Les responsables africains présentent les combattants islamistes comme des étrangers à leur continent, venus notamment d'Afghanistan et du Pakistan. "Ces groupes ne partagent pas les valeurs de solidarité et de partage de l'Afrique", affirme ainsi Boubacar Diarra, représentant spécial en Somalie de Jean Ping, président de la Commission de l'UA, interrogé sur RFI. Pourtant, il est avéré que des Algériens figurent parmi les responsables de l'AQMI, appellation adoptée en 2007 par le Groupe salafiste pour la prédication et le combat (GSPC) algérien. Le rôle de certains chefs touareg dans l'enlèvement et la "revente" des otages aux islamistes est tout aussi connu.
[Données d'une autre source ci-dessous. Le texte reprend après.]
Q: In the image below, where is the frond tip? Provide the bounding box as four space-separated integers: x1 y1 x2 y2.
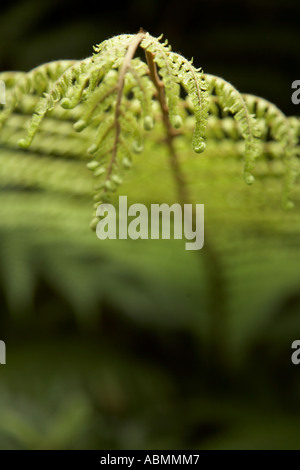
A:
0 31 299 231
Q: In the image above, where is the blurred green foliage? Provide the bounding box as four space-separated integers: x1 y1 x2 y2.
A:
0 2 300 449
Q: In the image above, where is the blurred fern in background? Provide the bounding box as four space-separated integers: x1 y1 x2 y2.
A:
0 0 300 449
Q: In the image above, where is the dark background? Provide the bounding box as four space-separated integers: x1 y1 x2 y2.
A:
0 0 300 114
0 0 300 449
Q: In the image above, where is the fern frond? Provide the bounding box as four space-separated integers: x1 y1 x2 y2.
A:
205 74 261 184
243 95 300 209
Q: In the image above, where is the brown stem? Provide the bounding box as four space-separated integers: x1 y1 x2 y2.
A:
145 46 228 372
106 31 145 180
146 51 189 204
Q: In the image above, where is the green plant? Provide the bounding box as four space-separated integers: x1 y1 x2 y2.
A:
0 31 299 228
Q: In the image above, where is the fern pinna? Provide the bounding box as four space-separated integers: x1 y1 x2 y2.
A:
0 30 299 228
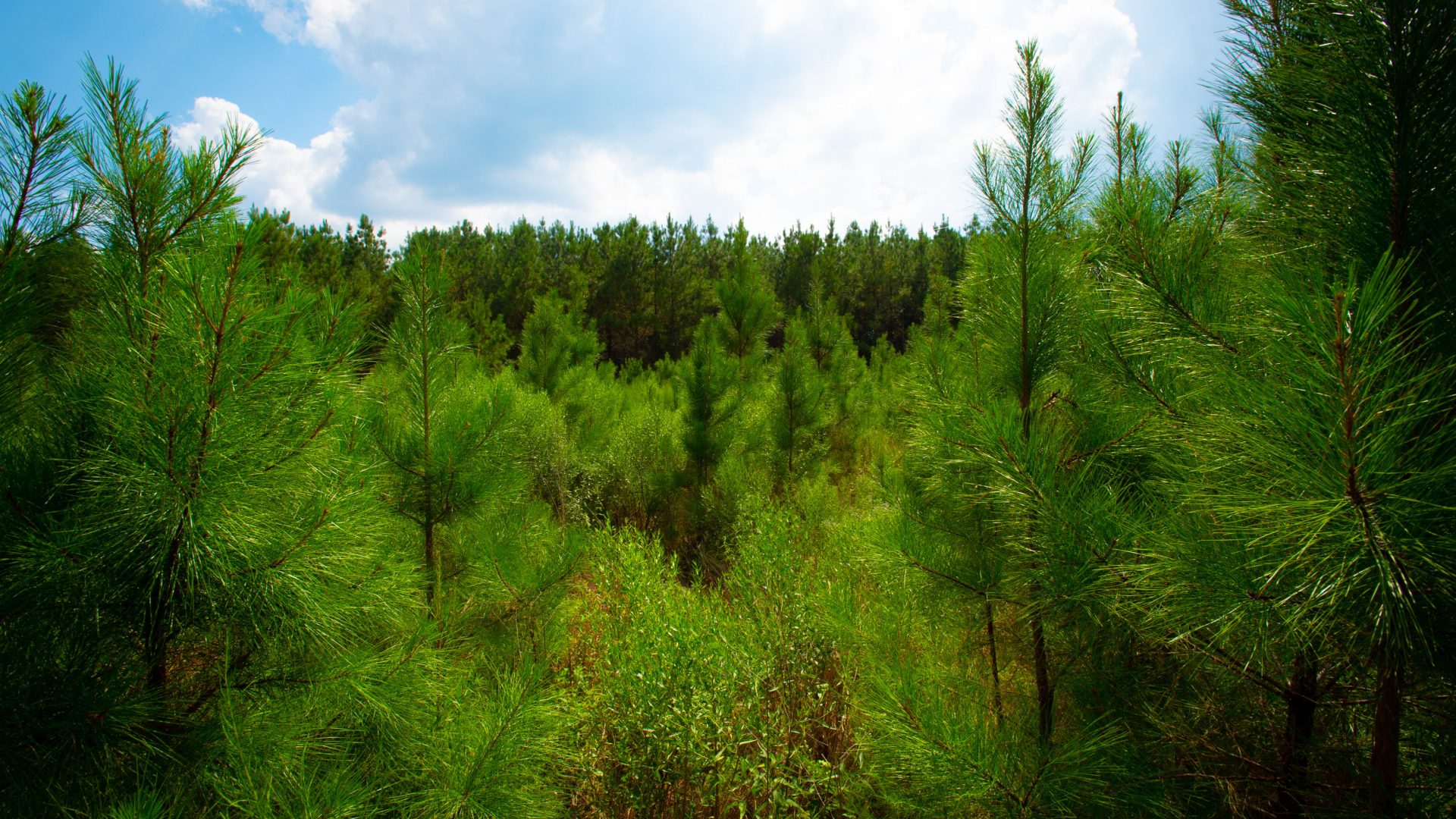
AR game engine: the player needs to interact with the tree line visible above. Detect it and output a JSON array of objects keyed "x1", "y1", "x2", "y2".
[{"x1": 0, "y1": 0, "x2": 1456, "y2": 817}]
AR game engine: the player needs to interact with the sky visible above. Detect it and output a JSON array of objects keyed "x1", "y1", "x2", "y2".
[{"x1": 0, "y1": 0, "x2": 1226, "y2": 243}]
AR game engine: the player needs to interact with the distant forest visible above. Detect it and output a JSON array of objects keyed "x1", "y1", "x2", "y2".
[{"x1": 0, "y1": 0, "x2": 1456, "y2": 819}]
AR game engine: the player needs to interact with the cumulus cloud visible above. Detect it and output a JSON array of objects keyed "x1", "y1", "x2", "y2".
[
  {"x1": 173, "y1": 96, "x2": 350, "y2": 223},
  {"x1": 193, "y1": 0, "x2": 1138, "y2": 236}
]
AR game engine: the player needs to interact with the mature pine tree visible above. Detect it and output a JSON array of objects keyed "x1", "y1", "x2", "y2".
[{"x1": 1223, "y1": 0, "x2": 1456, "y2": 813}]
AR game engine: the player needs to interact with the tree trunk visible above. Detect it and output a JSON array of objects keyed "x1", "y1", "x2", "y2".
[
  {"x1": 981, "y1": 595, "x2": 1002, "y2": 727},
  {"x1": 1031, "y1": 613, "x2": 1053, "y2": 745},
  {"x1": 1277, "y1": 651, "x2": 1320, "y2": 817},
  {"x1": 1370, "y1": 657, "x2": 1405, "y2": 816}
]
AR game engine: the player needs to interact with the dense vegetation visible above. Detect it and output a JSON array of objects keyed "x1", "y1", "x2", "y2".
[{"x1": 0, "y1": 0, "x2": 1456, "y2": 819}]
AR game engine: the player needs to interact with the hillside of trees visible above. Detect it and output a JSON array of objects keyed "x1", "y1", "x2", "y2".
[{"x1": 0, "y1": 0, "x2": 1456, "y2": 819}]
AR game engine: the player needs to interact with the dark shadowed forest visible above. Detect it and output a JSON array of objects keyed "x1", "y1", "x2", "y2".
[{"x1": 0, "y1": 0, "x2": 1456, "y2": 819}]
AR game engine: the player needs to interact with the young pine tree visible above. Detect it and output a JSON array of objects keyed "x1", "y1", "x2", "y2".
[
  {"x1": 370, "y1": 242, "x2": 507, "y2": 620},
  {"x1": 517, "y1": 287, "x2": 603, "y2": 403},
  {"x1": 770, "y1": 318, "x2": 827, "y2": 488}
]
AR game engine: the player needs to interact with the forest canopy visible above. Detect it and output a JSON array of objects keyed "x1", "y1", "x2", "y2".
[{"x1": 0, "y1": 0, "x2": 1456, "y2": 819}]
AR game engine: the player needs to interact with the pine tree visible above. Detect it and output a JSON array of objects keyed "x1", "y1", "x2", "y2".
[
  {"x1": 717, "y1": 220, "x2": 779, "y2": 383},
  {"x1": 1222, "y1": 0, "x2": 1456, "y2": 814},
  {"x1": 370, "y1": 240, "x2": 508, "y2": 620},
  {"x1": 961, "y1": 44, "x2": 1092, "y2": 743},
  {"x1": 517, "y1": 293, "x2": 603, "y2": 402},
  {"x1": 772, "y1": 312, "x2": 826, "y2": 488}
]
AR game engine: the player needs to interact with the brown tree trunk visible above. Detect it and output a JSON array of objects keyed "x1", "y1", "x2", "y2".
[
  {"x1": 1370, "y1": 657, "x2": 1405, "y2": 816},
  {"x1": 1031, "y1": 613, "x2": 1053, "y2": 745},
  {"x1": 1277, "y1": 651, "x2": 1320, "y2": 819},
  {"x1": 981, "y1": 595, "x2": 1002, "y2": 727}
]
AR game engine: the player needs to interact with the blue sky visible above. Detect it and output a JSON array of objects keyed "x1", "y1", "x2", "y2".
[{"x1": 0, "y1": 0, "x2": 1225, "y2": 240}]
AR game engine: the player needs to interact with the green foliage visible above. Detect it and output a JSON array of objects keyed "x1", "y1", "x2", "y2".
[
  {"x1": 0, "y1": 11, "x2": 1456, "y2": 817},
  {"x1": 772, "y1": 319, "x2": 826, "y2": 481},
  {"x1": 517, "y1": 288, "x2": 603, "y2": 402},
  {"x1": 570, "y1": 519, "x2": 853, "y2": 816}
]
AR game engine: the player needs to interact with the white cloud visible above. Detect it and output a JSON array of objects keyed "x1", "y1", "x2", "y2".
[
  {"x1": 205, "y1": 0, "x2": 1138, "y2": 240},
  {"x1": 173, "y1": 96, "x2": 350, "y2": 224}
]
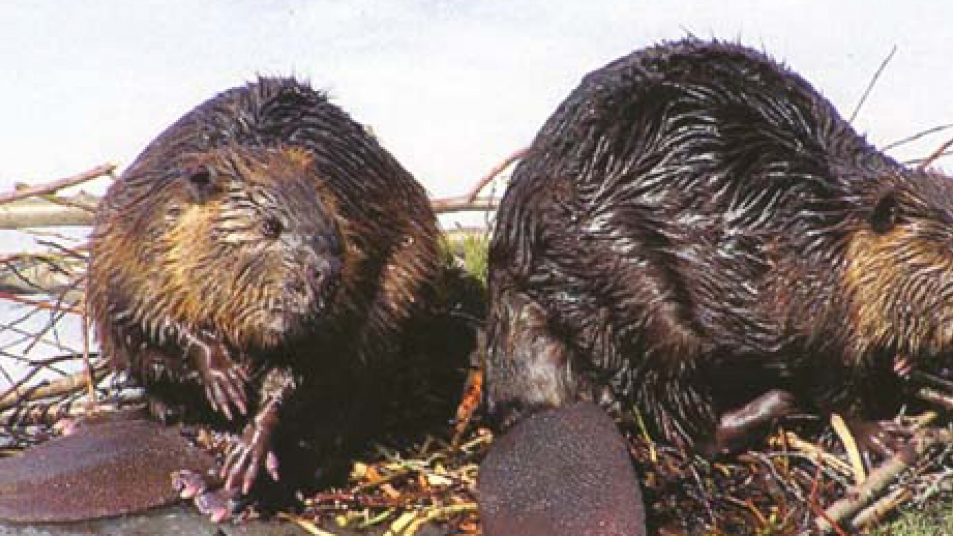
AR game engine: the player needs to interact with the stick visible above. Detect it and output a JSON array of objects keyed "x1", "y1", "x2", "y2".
[
  {"x1": 847, "y1": 45, "x2": 897, "y2": 123},
  {"x1": 0, "y1": 164, "x2": 116, "y2": 205},
  {"x1": 430, "y1": 194, "x2": 500, "y2": 214},
  {"x1": 917, "y1": 138, "x2": 953, "y2": 171},
  {"x1": 465, "y1": 147, "x2": 529, "y2": 203},
  {"x1": 814, "y1": 429, "x2": 953, "y2": 534}
]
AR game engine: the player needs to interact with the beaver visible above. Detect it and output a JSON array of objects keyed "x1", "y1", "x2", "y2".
[
  {"x1": 87, "y1": 78, "x2": 440, "y2": 516},
  {"x1": 477, "y1": 402, "x2": 646, "y2": 536},
  {"x1": 486, "y1": 38, "x2": 953, "y2": 455}
]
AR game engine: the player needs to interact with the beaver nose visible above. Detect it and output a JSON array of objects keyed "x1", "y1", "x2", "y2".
[{"x1": 312, "y1": 257, "x2": 341, "y2": 291}]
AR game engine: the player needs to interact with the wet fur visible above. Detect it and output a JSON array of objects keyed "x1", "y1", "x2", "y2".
[
  {"x1": 88, "y1": 78, "x2": 439, "y2": 481},
  {"x1": 487, "y1": 39, "x2": 953, "y2": 445}
]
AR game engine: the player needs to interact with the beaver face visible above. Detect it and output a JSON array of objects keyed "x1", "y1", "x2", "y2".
[
  {"x1": 158, "y1": 148, "x2": 344, "y2": 348},
  {"x1": 845, "y1": 173, "x2": 953, "y2": 357}
]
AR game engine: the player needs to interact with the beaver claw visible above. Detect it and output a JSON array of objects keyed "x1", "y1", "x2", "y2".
[
  {"x1": 220, "y1": 423, "x2": 278, "y2": 494},
  {"x1": 179, "y1": 328, "x2": 248, "y2": 420},
  {"x1": 203, "y1": 363, "x2": 248, "y2": 420},
  {"x1": 848, "y1": 419, "x2": 913, "y2": 463},
  {"x1": 172, "y1": 470, "x2": 241, "y2": 523}
]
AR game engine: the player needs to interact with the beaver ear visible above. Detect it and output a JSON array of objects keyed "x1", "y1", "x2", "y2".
[
  {"x1": 183, "y1": 165, "x2": 219, "y2": 204},
  {"x1": 870, "y1": 192, "x2": 899, "y2": 234}
]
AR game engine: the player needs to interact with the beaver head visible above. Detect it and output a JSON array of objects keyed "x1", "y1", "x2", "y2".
[
  {"x1": 97, "y1": 145, "x2": 345, "y2": 349},
  {"x1": 844, "y1": 173, "x2": 953, "y2": 364}
]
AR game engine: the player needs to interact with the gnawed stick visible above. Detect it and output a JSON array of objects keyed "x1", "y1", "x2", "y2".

D'autres réalités attestent d'une certaine porosité à l'islamisme de certaines sociétés africaines. En juillet 2009, la secte islamiste Boko Haram se réclamant des talibans afghans a tenté d'instaurer un Etat islamiste dans le nord du Nigeria. La répression de ce soulèvement a causé la mort de 800 personnes. Quant au président malien, Amadou Toumani Touré, il a dû suspendre l'examen de la réforme du code de la famille qu'il souhaitait engager afin d'assurer une meilleure égalité entre hommes et femmes, après les manifestations inédites organisées, durant l'été 2009 par des responsables musulmans contre ce projet "inspiré par l'occident".